Dennis M's Chess Site

This is a blog for chess fans by a chess fan. I enjoy winning as much as anyone else, and I've had a reasonable amount of success as a competitor, but what keeps me coming back to the game is its beauty. And that, primarily, is what this site will be about! All material copyrighted.

Friday, February 18, 2005

Junk Openings and "My" Anti-French Line

In two posts so far (here and here - and more to come), I have presented an objectively dubious but practically dangerous line against the French (1.e4 e6 2.c4!? d5 3.cxd5 exd5 4.Qb3?!), and Rick Kennedy and DG each have an important question.

Kennedy asks if I learned of this line through the work of eccentric openings theorist Stefan Bücker. (I add that that "eccentric" modifies "openings," though his ideas are so unusual one might start to wonder!) The answer is yes: I read an article about him in an issue of New In Chess back in the mid-to-late 1980s. The majority of the article's chess content, as I recall, presented the alleged virtues of his most famous invention, the Vulture (1.d4 Nf6 2.c4 c5 3.d5 Ne4?!), while only mentioning the four moves in the first paragraph's parentheses, without comment.

It seemed interesting, and there wasn't any theory on it in the traditional sources (and no databases to look up Bücker's games or anyone else's in the variation), so I worked out what I could and started to play it from time to time. I would be interested to know what conclusions he's drawn about the line, but at this point, what I'm writing about this variation is solely the product of my games and analysis.

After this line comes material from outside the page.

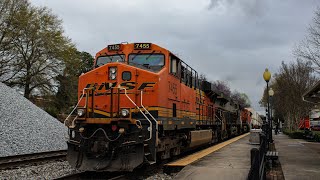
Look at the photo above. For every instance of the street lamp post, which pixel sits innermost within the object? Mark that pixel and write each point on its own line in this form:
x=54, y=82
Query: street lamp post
x=267, y=77
x=271, y=93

DG's query is of a very different sort - he wants to know if I'm going to tell the beleagured French player how to defend! My first inclination was to encourage him to work out a good response for himself, and that was my second inclination, too. But here are four thoughts to help him (and others in his shoes) as they do.

First, think about it this way: if this line isn't mentioned in the usual sources (even the recent third edition of John Watson's excellent Play the French doesn't mention it) and there aren't any real players trotting it out, then it must be pretty bad! So if I were in your shoes, I'd cultivate an attitude of offense: I'm going to find a way to destroy this garbage.

Second, you might want to re-read my early post on responding to junk openings. White's goal is to sac a pawn or two in return for a raging initiative, so one counter-approach is to look for a way to turn the tables - especially considering that White hasn't done much to develop by move four.

Third, help will come in due course. I will eventually address some of the problems with the variation, but having spent so much time on it over the years I'm not in a hurry to send it to the grave. And I'd like other players to enjoy it for a while too!

Finally, let me reassure you that the French is safe. In fact, I'm willing to make an informal bet with my readers that there are at least a dozen ways, starting from move 2, that Black can achieve rough equality or better. (I haven't counted anything up - it's just my strong suspicion.) That's yet to come, however; for now, I'll continue to present White's trumps and leave French players with the opportunity to develop their own contributions to the theory of this variation.

1 Comments:

  • At 6:10 PM, Anonymous Rick Kennedy said…

    In 1983 Stefan Bucker published Gambit 59, a pamphlet (in German) of his analyses of several odd gambits, including a short chapter on the Orthoschnapp-Franzosisch, 1.e4 e6 2.c4 d5 3.cd ed 4.Qb3!?

    Although his treatment of the attack is similar in places to what you give, the divergences are interesting. For example, after 1.e4 e6 2.c4 d5 3.cd ed 4.Qb3 de 5.Bc4 Qe7 6.Nc3 Nf6 7.d3 ed+ he has played 8.Be3 followed by 0-0-0, while you've focused on 8.Kf1.(He does look at 6...c6 7.d3 ed+ 8.Kf1, though.)

    One line that caught my eye was 1.e4 e6 2.c4 d5 3.cd ed 4.Qb3 de 5.Bc4 Qd7 6.f3 Nc6 7.fe Na5 8.Qc3 Nxc4 9.Qxc4 Qe6.

    On 1.e4 e6 2.c4 d5 3.cd ed 4.Qb3 Nf6 5.e5 Ne4 6.Nf3 Bucker makes the interesting comparison with the English Opening line 1.c4 Nf6 2.Nc3 e6 3.e4 d5 4.cd ed 5.e5 Ne4.

    He does not have seem to have tumbled to your 1.e4 e6 2.c4 d5 3.cd ed 4.Qb3 Nf6 5.Nc3 d4 6.Bc4!!

    As a French Defender myself, I would probably opt for either the ...Qd7, ...Nc6, ...Na5 plan after 4...de; or maybe just 4...c6 instead.

    I suspect there is a line where Black doesn't worry about playing ...de or White playing ed, but develops quickly, even at the cost of a pawn. Haven't found it yet, though.